Running a teaching business (because that is what it is) requires a huge amount of time ( 1 hour teaching = average 2-3 doing desk work), especially if you are teaching teachers or doing higher level education programs. And there are costs involved such as insurance, association dues, First Aid certification & renewal, web hosting, and office expenses to name a few. Add to that the time necessary for ongoing study and personal practice, and you will understand why I, like many professional teachers I know, have no social life to speak of outside of our teaching work, and at the end of the day the pay is actually very low. I have no doubt my husband and my son would love it if I told them I was throwing in the towel and going to get a waitressing job, as they know it would mean I would be spending less time working and could actually be more present for them.

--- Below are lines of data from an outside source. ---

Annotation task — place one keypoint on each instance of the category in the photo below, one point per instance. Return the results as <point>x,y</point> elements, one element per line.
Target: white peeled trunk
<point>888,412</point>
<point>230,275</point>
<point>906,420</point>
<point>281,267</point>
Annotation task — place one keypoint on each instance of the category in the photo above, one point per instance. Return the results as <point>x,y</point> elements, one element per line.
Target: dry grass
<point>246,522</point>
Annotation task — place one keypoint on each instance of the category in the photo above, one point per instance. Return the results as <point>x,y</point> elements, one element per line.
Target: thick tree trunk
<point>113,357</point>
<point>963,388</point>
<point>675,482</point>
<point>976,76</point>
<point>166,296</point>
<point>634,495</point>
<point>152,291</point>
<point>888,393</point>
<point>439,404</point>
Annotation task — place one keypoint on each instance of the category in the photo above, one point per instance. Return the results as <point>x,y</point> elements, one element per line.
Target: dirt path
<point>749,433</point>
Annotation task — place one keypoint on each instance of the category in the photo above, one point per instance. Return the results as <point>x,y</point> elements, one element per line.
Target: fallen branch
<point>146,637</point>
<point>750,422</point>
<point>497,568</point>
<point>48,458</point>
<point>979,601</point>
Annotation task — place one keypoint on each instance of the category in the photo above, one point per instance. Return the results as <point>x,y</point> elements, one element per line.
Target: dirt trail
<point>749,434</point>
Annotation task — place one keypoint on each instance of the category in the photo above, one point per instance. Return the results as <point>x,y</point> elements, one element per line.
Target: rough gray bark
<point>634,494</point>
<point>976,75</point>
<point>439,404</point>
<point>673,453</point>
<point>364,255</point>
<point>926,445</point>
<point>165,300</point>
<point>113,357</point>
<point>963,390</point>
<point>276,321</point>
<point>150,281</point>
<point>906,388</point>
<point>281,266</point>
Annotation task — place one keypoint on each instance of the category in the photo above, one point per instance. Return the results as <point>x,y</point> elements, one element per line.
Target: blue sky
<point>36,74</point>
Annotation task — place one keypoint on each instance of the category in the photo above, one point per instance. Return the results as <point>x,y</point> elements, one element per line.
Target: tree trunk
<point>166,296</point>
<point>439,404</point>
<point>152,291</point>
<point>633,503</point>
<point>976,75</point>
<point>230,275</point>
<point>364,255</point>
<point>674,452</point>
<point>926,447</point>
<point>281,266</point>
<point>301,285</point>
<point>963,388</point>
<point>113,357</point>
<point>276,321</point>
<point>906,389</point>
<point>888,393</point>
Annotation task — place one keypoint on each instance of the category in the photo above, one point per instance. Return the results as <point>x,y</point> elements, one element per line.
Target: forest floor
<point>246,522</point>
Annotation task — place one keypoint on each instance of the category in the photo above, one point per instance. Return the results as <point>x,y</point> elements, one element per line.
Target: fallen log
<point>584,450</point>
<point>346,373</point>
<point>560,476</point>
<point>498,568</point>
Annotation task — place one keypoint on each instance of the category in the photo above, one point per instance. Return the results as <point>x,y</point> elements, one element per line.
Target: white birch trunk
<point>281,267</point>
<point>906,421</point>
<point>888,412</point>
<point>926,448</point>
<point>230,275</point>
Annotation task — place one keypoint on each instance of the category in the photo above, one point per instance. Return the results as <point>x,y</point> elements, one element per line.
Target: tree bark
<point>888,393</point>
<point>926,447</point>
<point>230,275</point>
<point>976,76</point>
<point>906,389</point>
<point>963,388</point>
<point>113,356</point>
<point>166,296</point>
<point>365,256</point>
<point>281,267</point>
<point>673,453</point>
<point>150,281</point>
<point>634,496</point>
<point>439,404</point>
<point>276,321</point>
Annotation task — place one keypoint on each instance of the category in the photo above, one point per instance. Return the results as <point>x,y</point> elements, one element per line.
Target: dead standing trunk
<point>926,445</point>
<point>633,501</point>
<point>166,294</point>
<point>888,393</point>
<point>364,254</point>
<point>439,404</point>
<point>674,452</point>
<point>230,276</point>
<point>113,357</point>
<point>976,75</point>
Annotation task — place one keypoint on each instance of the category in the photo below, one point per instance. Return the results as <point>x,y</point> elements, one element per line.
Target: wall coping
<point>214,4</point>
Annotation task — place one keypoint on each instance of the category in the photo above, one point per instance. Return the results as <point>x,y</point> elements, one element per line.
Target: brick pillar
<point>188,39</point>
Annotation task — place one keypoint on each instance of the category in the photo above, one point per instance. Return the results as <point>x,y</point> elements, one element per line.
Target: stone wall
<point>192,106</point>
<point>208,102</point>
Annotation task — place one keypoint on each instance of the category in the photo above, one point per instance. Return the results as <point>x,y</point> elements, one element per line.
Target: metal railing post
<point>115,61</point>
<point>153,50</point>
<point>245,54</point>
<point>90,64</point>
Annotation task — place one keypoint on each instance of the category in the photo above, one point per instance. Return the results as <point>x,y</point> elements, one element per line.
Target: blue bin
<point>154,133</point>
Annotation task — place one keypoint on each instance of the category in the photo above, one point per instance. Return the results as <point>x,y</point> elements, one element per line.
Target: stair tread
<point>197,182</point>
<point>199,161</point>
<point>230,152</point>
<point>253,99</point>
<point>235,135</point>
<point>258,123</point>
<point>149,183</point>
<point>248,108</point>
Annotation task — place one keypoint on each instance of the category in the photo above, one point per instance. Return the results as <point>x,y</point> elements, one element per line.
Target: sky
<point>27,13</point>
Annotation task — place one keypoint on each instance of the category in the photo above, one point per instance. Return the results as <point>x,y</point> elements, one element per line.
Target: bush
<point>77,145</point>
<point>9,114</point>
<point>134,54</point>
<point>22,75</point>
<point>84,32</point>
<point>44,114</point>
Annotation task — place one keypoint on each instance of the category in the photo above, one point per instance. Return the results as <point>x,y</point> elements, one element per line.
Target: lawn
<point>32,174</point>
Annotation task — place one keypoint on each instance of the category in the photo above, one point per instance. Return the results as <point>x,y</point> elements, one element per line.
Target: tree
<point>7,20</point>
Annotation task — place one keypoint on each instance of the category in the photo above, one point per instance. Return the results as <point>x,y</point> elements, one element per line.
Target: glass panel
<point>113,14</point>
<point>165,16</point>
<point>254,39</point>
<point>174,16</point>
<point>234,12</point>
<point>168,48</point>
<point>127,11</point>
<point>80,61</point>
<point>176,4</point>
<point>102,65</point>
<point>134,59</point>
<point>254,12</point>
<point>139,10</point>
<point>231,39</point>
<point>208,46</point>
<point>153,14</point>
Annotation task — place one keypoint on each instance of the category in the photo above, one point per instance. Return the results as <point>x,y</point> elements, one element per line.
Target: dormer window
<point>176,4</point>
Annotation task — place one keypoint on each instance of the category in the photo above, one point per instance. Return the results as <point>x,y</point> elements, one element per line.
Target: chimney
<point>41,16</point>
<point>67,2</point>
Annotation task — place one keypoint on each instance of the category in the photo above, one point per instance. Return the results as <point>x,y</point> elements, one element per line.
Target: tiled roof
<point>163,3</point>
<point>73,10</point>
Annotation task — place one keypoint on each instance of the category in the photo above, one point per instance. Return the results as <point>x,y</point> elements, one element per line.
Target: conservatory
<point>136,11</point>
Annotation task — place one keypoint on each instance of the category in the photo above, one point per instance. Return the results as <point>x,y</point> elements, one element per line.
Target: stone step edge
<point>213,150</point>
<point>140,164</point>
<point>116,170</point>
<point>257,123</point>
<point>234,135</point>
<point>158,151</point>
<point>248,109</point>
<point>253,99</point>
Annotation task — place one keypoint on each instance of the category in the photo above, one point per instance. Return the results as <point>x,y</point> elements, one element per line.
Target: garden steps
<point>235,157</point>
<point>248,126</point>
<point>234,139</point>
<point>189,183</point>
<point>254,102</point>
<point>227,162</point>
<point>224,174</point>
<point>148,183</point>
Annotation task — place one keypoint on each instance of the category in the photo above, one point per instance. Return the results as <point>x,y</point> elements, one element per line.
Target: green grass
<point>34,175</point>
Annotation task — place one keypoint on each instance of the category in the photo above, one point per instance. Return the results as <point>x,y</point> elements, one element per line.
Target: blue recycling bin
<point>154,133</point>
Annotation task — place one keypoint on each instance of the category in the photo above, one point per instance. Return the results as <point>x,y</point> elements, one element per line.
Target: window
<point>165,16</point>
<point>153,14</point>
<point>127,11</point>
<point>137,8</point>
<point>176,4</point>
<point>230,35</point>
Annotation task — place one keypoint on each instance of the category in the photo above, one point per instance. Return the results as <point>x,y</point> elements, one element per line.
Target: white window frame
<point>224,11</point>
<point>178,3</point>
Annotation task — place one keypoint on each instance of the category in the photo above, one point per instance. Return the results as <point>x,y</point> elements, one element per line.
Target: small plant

So please, I would ask that out of respect for professional yoga teachers who have invested vast amounts of time, money, and love into their craft- think twice before you shame them by making them feel guilty for charging money, or needing to promote their work (do you think they actually like having to learn about social media, or newsletter lists, or Word Press plug- ins or any of that crap?). Now of course we can ask whether yoga teachers need to count on their teaching for their primary source of income? Heck no they don’t. And I often strongly recommend that they don’t – because it’s not easy, at times it’s thankless, and if you already have a profession that pays you well and you can teach as a hobby instead, you might just be happier. But most of us, including myself, we did not get into this for the money. We actually love teaching! We love to share with others the practices and the teachings that have changed our own lives for the better. And for those of us who train teachers we are sharing the best of what we have learned in our own countless hours of training, and teaching, so that you can shorten your own learning curve. Is that not worth something? Believe me I often question if what I am doing is of any real value to the world, and yet I know that what I have received from my teachers has been profound. I simply would not be the person, or the teacher, that I am today if it wasn’t for the guidance I have received from my own teachers. And I was happy to pay for the time and the knowledge, and the personal experience that they shared with me!
I may yet walk away from this whole teaching thing, and if I do it won’t be because I don’t love teaching, or that I haven’t enjoyed the experience of being with others sharing in exploration and contemplation. If I do it will be because I want to simplify my life, and perhaps give a little less of myself away. Many senior teachers I have loved have made this choice over the years, and I respect them for it, while I am also saddened that I can no longer benefit from their offerings. You may not agree with everything I have put forth in this post, and that is fine, I am simply sharing the truth of my experience as a yoga teacher who has taken her craft seriously for over a decade. Is there more to say on the topic of how we promote ourselves, of course there is! But please, if you do respect your own yoga teachers I ask you to honour the fact that if they have committed to making teaching their full time profession (or even part time), then they deserve to be compensated as much as any other professional does, and they should not be made to feel guilty or “less spiritual” for that.
Thank you for listening. End of rant.